"Für Hamburg gibt es derzeit keine Möglichkeit der Zustimmung", sagte Senatssprecher Christof Otto am Mittwoch. "Hamburg schlägt die Tür aber nicht zu." Otto begründete das Nein Hamburgs damit, dass Verhandlungen mit den Regierungsfraktionen von Union und SPD im Bund über eine ökologische Komponente bei der Besteuerung großvolumiger Diesel-Autos keine Einigung erbracht hätten. Die Verhandlungen seien "sehr weit gediehen", dann aber von Seiten der großen Koalition beendet worden.

Damit bestätigte der Senatssprecher Äußerungen der Fraktionschefin der Grünen im Bundestag, Renate Künast. Vor allem auf Betreiben der SPD seien Gespräche mit den Grünen über Verbesserungen bei der Kfz-Steuer gestoppt worden, sagte die Grünen-Fraktionschefin im Bundestag, Renate Künast. "Ich sehe nicht, dass das in Hamburg zu einer Zustimmung führt."

Demnach wollten die Grünen durchsetzen, dass für große Diesel-Autos die Kfz-Steuer ab einem Hubraum von 2,0 Litern 13,50 Euro statt der geplanten 9,50 Euro betragen soll. "Wir wollen dort die Steuer erhöhen, sodass solche Autos ab zwei Liter Hubraum etwas mehr zahlen", sagte Künast.

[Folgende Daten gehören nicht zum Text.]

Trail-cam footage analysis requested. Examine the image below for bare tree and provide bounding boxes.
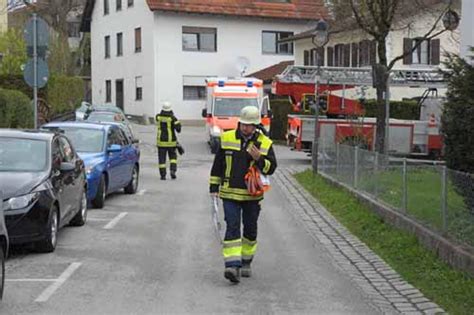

Für einen Audi Q7 wären das statt derzeit 926 Euro im Jahr 160 Euro mehr gewesen. "Das wäre ein kleines Zeichen gewesen, dass man sich bewegt, etwas zurückzuholen bei denen, die auch belasten."

Die Verhandlungen seien nun aber von den Fraktionschefs der Union und der SPD, Volker Kauder und Peter Struck, gestoppt worden, sagte sie. "Und zwar von der SPD vornan nach dem Motto, sie wolle keine Steuererhöhungsdebatte führen." Dies sei ein Kuriosum. "Die SPD manövriert sich gerade sehenden Auges im Bundesrat in ein Problem", sagte Künast. "Entweder gibt es eine ökologische Veränderung, zum Beispiel diese – oder sie braucht die FDP. Und dann muss sie die Steuern für Reiche senken." Mit den Grünen könne die SPD dagegen ihrem selbsterklärten Anspruch gerecht werden und die stärkeren Schultern mehr tragen lassen: "Das gilt bei uns Grünen allerdings auch für das Auto."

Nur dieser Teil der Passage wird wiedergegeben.